Весь день Злата размышляла о том, сможет ли она убить кого-то. Будет ли когда-то чужую смерть с таким восторгом, как Сорока, вспоминать. Хоть она и храбрилась перед Радогором, но он был прав — у человека жизнь отнять не то же самое, что оленя подстрелить. Будто сама душа тому противилась, ведь и зверь себе подобного без нужды не убивает — ранит, прогонит, но добивать не станет, а измываться уж и подавно. Постаралась она отогнать эти мысли, делами насущными — нужно было придумать, что с косами её делать. В походе ухаживать за ними было невозможно, да и некогда. А как в бою растреплются, глаза застить станут, это же верная смерть. Тут она старого сказителя вспомнила, что однажды в доме отцовском ночевал, — обрезать надо и выбрить по бокам, чтоб не мешались.
— Ополоумела? — зарычал Радогор, когда она к нему с этой просьбой пришла.
— А что делать? Они же мешать будут! — стояла на своём Златояра. — Режь или я другого попрошу.
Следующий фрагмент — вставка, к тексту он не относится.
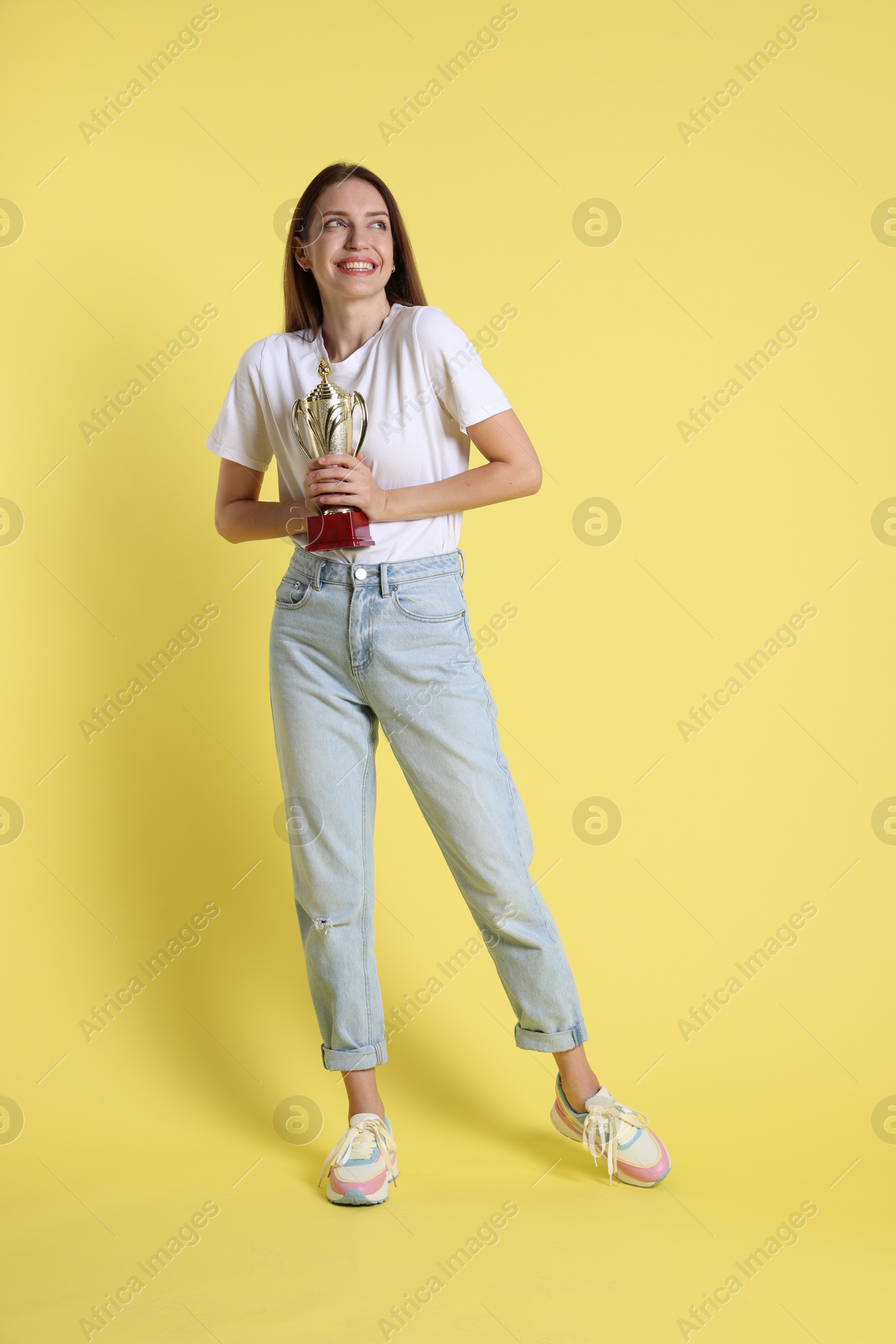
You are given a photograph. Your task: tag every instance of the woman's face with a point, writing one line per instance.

Радогор взглянул на её волосы — россыпь золота с серебряной прядью на челе. Вспомнил, как она впервые позволила ему свои косы расплести. Он хранил тот день, словно священное таинство, у самого сердца, и не было для него мига дороже того, когда Лада его, наконец, открылась ему, доверилась. Разве ж можно такое богатство портить?
— Сядь, — указал ей на землю около костра, — дай сюда гребень.
Злата повиновалась, а когда он опустился на какой-то тюк позади неё, протянула ещё и нож.
— Убери.
— А как же ты.?
— Заплету.
— Чего? — ушам своим не поверила.
— Я заплету тебе тонкие косы по бокам, и резать ничего не придётся, — Злата не знала, что и сказать на такое. А он наклонился к самому её уху и прошептал: — твои косы для меня дороже золота и самоцветов, не желаю терять ни единого волоска.
Прижался губами к её макушке, вдыхая такой родной запах. В голову Златы тут же поползли мысли непотребные, но Радогор уже принялся расчёсывать её волосы и понемногу собирать их в тугие тонкие косички.
— Ты смотри! — не смог промолчать Сорока, увидев их, — один день баба в войске, а уже успела светёлку девичью тут устроить!
— Тебе-то что? — огрызнулась Злата, мысленно уговаривая себя не обращать внимания. Снова он указывает, что ей не место здесь, так и хочется его на бой вызвать, показать на что способна.